Kemp—whose campaign declined to comment for this piece but directed me to other sources—has insisted that the legislation he supports would simply echo a federal statute that already exists—which raises the question of why the legislation would be necessary at all. Abrams, who was the minority leader in the state legislature from 2007 to 2017, told me that the reason Georgia didn’t pass RFRA on the state level was that the federal law existed. “There’s no necessity for adopting a state version except as a pretext for allowing discrimination against the L.G.B.T.Q. community,” she said. When I asked McKoon about Abrams’s comments, he told me, “Look, whether we pass RFRA tomorrow or next year, it has no impact on the fact that there is not a law in place affording L.G.B.T.Q. people protected-class status.” In July, the Eleventh Circuit Court of Appeals, which is based in Atlanta, held that Title VII of the Civil Rights Act of 1964 does not extend federal workplace protections to gays and lesbians, declining to reconsider a previous ruling. (In February, the Second Circuit Court of Appeals, in New York, reached the opposite conclusion, in a ruling on a different case.)

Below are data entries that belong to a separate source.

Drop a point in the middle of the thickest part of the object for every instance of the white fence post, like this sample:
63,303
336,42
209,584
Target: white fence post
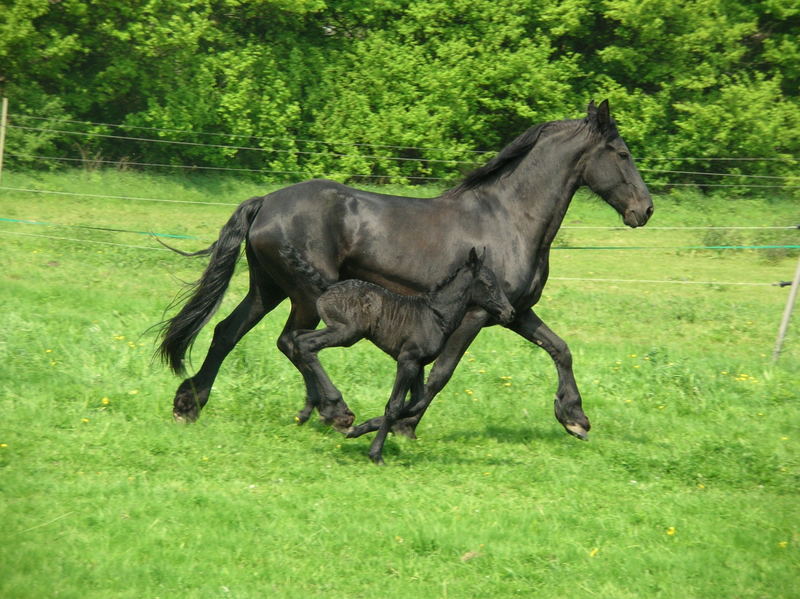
3,118
787,313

McKoon had hoped to replace Kemp as Georgia’s secretary of state but lost the Republican primary, in May, and so, come January, he will no longer hold elective office in Georgia. Meanwhile, Georgia’s speaker of the House, the Republican David Ralston, does not seem to be a fan of RFRA laws: earlier this year, he told the Atlanta Journal-Constitution, “I haven’t seen very much out of the states that have tackled these issues that makes me want to model after places like North Carolina and Indiana and the others.” In North Carolina, the so-called bathroom law, House Bill 2, which was passed in 2016 and subsequently revised, caused filmmakers and production companies to relocate projects out of the state. (Norm Bielowicz, a former director of the Georgia State Film Office, told me, “Nothing is being made there. And they have a tax incentive.”) Indiana’s RFRA law, which was revised after Republicans in the state went over the language with state business leaders, was signed, in 2015, by Mike Pence, the governor at the time. The Trump-Pence Administration has, not surprisingly, been RFRA-friendly: in May, Trump signed an executive order creating a “faith initiative” that critics say could “facilitate discrimination justified by religion.”

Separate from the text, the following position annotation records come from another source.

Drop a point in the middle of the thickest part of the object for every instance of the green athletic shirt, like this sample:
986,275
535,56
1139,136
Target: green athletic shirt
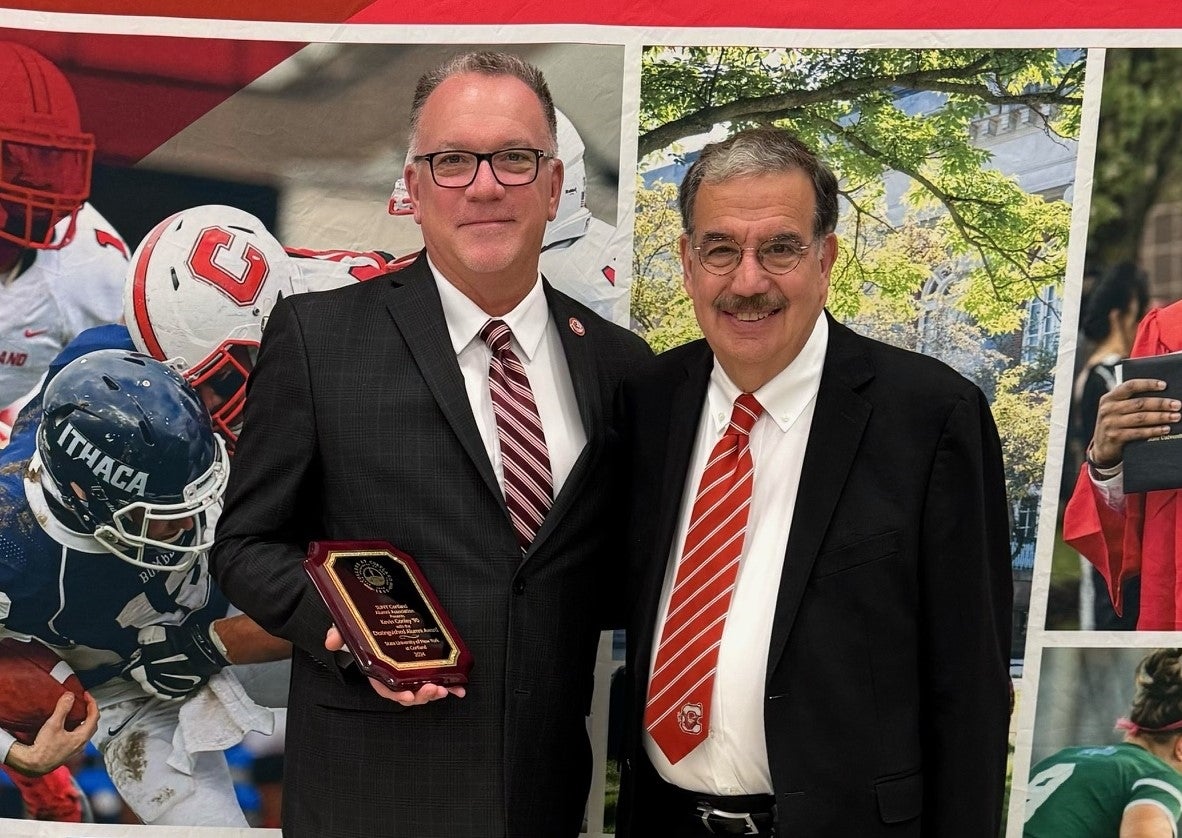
1083,792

In disavowing RFRA laws, Ralston, the Georgia House speaker, said, “I’m kind of a forward-looking guy, and I want to look forward.” The question, though, may not be one of looking to the future or the past so much as looking within Georgia or beyond it. Kemp and his allies have taken to saying that a vote for Abrams is a vote to “turn Georgia into the next California.” It’s intended as a reference to her criminal-justice policies, but it might make more sense in the context of RFRA and the state’s relationship with the film industry. “I’ve talked to studio heads in L.A. who have said that if it passes they will leave,” Abrams told me. It’s not only the film industry, she added: tech entrepreneurs interested in Georgia have said the same. Amazon is currently considering Atlanta for its second American headquarters, and the Metro Atlanta Chamber of Commerce has hosted several meetings of Atlanta leaders pitching the company. Some fear that RFRA legislation would kill the chances of Amazon coming to Georgia.

Ansel Elgort in the film ”Baby Driver,“ which was filmed in Atlanta. Photograph by Wilson Webb / TriStar Pictures

Latenser, the location manager who moved to Georgia from D.C., told me, “When I’m driving directors and producers around who are California-based, and they see the Stacey Abrams signs in certain neighborhoods, they get pretty excited. But then they’ll see Trump signs, and they’re not sure what to think. They’re like, ‘People here really support him?’ And, yeah, in Georgia, a lot of people do.”